Kelly McGonigal has a name for the questions and activities she inserts for her learners to reframe their attitude towards the stressors in their lives – she calls them “mindset interventions.” Just reading the book is an intervention. You won’t be able to react to stress the same way once you’re aware of what’s really going on in your body. She’s got a TED talk – another intervention. Maybe this review is an intervention. The great news is that just being introduced to this concept makes a difference.
Her experience has given her great faith in what she calls the “magic of mindset interventions.” She knows that not everyone will remember all the studies she’s cited or the real life examples. She realizes not everyone will follow through on activities like setting your “bigger-than-life goals” and she “can live with that.” Her position is that even if you forget all the details, this will still “change how you see yourself and the world.”
About the Author:
Dr. Kelly McGonigal is a health psychologist and lecturer at Stanford University. As a pioneer in the field of “science-help,” her mission is to translate insights from psychology and neuroscience into practical strategies that support personal well-being and strengthen communities. Aside from The Upside of Stress, she is the author of the international bestseller The Willpower Instinct. Her 2013 TED talk, “How to Make Stress Your Friend,” is one of the 20 Most Viewed TED talks of all time, with 10 million views.
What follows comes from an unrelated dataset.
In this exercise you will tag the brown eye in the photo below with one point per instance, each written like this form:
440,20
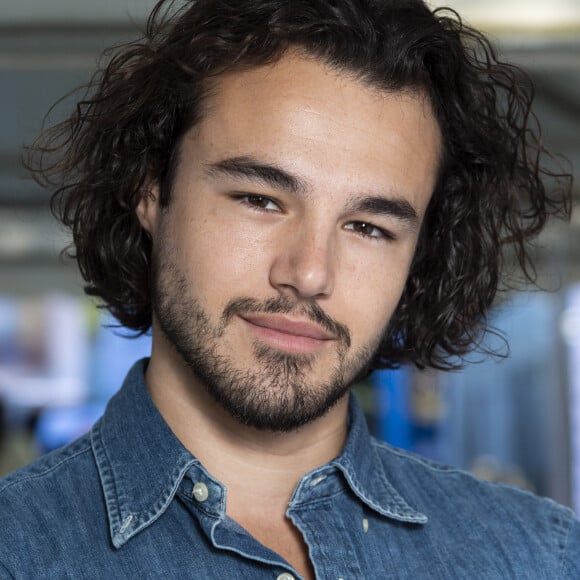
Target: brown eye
258,202
366,230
Through the Stanford Center for Compassion and Altruism, she co-authored the Stanford Compassion Cultivation Training and studies how social connection can promote health, happiness, and resilience. She also currently serves as the psychology consultant to The New York Times’ Education Initiatives, helping educators around the world interpret the news and opinions of the day from the lens of psychological science.
In her free time, she is a passionate advocate for animal rescue and volunteers as an adoption counselor for Best Friends Animal Society.
Practical Tools and Concepts Covered:
Who Should Read The Upside of Stress?
- Process Improvement Professionals
- Change Agents
- Champions/Sponsors, Master Black Belts, Black Belts, Green Belts, Yellow Belts and White Belts
From the Page:
“The most important takeaway, to me, is that seeing the good in stress doesn’t require abandoning the awareness that, in some cases, stress is harmful. The mindset shift that matters is the one that allows you to hold a more balanced few of stress – to fear it less, to trust yourself to handle it, and to use it as a resource for engaging in life.”